Braised Pork Shoulder with Caramelized Onions
Serves 4-6

1 3-4 lb pork shoulder
2 garlic cloves, cut into slivers
4 large onions, cut into ¼-inch strips
Salt and pepper
½ cup pineapple juice
¼ cup cider vinegar
2 T olive oil

Preheat oven to 325 or turn crock pot into medium. Cut xs in the fat along the top of the pork. Poke tiny slits all over the meat and slip the garlic slivers into them. Salt and pepper the pork. In an oven-proof pot (or any pot, if you’re using the crock pot), brown the pork shoulder in the olive oil, 4 min. per side. Remove to a plate. Sauté the onions for about 5 min. Add salt and sauté another 10 minutes. Pour in the pineapple juice and cider vinegar. Stir. Transfer to crock pot if that’s what you’re using. Lay the pork over the top. Bake 2 ½-3 hours in oven or 6-8 hours in crock pot. To serve, cut off fat and slice meat thinly. Use a slotted spoon to take out onions and serve on the side. On the side, the broth makes a fantastic "jus," but a tart-sweet-savory rhubarb pineapple sauce is really the most perfect thing to dollop on top of the meat.

Rhubarb Pineapple Sauce

1 T olive oil
2 shallots, chopped
1 cup chopped rhubarb
1 cup chopped pineapple
1 t brown sugar
1/8 cup whiskey
Saute the shallots until soft, about 5 minutes. Add all of the other ingredients. Bring to a boil, then simmer, stirring occasionally, until the rhubarb has turned to mush, about 30 minutes.

Monday, June 13, 2011

So Much Depends on a Green Head of Lettuce

Though the farmers' market is two weeks old, and the CSA one, I have yet to partake. We were on a family vacation in Colorado, which, for all its beauty, is either way behind in the growing season, way behind in their appreciation of local farmers, or simply unable to grow so much that I consider to be Spring staples. A month or two ago I was sorely missing fresh greens, holding out for June, only to realize we had scheduled our trip for the start of asparagus and lettuce season. Sigh.

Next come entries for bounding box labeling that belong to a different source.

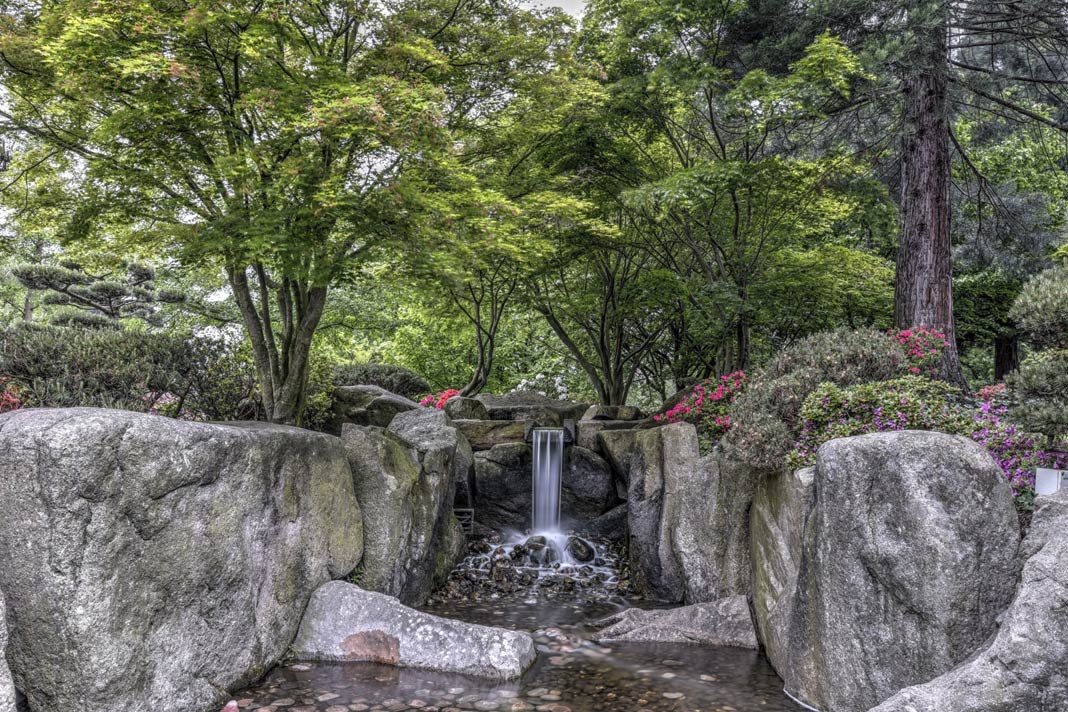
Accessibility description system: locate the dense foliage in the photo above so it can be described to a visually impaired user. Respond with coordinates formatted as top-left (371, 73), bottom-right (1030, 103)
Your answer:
top-left (0, 0), bottom-right (1068, 426)
top-left (1009, 267), bottom-right (1068, 439)
top-left (0, 326), bottom-right (258, 420)
top-left (653, 370), bottom-right (745, 452)
top-left (787, 375), bottom-right (1068, 508)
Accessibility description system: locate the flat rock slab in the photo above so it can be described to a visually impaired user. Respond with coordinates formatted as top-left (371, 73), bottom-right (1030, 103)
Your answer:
top-left (0, 408), bottom-right (363, 712)
top-left (594, 596), bottom-right (757, 650)
top-left (293, 581), bottom-right (536, 680)
top-left (455, 420), bottom-right (527, 450)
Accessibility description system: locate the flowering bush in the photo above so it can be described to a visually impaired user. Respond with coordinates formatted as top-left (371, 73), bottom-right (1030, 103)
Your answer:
top-left (787, 375), bottom-right (1068, 508)
top-left (509, 374), bottom-right (571, 400)
top-left (964, 389), bottom-right (1068, 501)
top-left (0, 378), bottom-right (22, 413)
top-left (723, 329), bottom-right (907, 471)
top-left (886, 327), bottom-right (949, 376)
top-left (653, 370), bottom-right (745, 446)
top-left (419, 389), bottom-right (460, 410)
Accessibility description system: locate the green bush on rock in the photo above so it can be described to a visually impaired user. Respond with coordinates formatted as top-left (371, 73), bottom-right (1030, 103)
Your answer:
top-left (0, 325), bottom-right (256, 421)
top-left (1008, 349), bottom-right (1068, 440)
top-left (333, 363), bottom-right (430, 400)
top-left (787, 376), bottom-right (975, 470)
top-left (723, 329), bottom-right (906, 470)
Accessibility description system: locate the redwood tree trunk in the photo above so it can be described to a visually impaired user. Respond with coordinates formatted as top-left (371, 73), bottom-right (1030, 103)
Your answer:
top-left (894, 8), bottom-right (967, 386)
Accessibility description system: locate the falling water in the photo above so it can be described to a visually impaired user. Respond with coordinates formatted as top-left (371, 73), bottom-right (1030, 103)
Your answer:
top-left (533, 428), bottom-right (564, 532)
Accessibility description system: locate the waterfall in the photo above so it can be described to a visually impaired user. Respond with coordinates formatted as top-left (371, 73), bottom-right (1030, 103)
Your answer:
top-left (533, 428), bottom-right (564, 532)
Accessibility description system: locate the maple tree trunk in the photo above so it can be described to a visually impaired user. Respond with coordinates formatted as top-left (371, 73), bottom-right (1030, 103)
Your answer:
top-left (894, 9), bottom-right (967, 387)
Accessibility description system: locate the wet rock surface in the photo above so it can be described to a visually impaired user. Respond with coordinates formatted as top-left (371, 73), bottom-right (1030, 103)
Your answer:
top-left (236, 537), bottom-right (801, 712)
top-left (293, 581), bottom-right (534, 680)
top-left (429, 534), bottom-right (630, 607)
top-left (341, 422), bottom-right (461, 605)
top-left (474, 442), bottom-right (619, 532)
top-left (594, 596), bottom-right (757, 650)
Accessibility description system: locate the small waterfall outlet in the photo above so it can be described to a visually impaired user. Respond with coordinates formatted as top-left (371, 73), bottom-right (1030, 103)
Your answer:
top-left (531, 428), bottom-right (564, 534)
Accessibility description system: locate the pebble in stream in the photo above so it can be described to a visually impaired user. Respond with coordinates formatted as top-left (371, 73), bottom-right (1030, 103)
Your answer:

What to do? Come home and gorge. Fresh lettuce needs little else than lemon and oil to make an amazing salad. Throw in some herbs from the hanging planter. Get crazy and saute in olive oil the (yes!) garlic scapes that have curled and need to be cut to keep the plant focused on the bulbs below.

Steam asparagus and eat it plain or broil it with olive oil and salt and pepper. Pick rhubarb and make into pies or compote.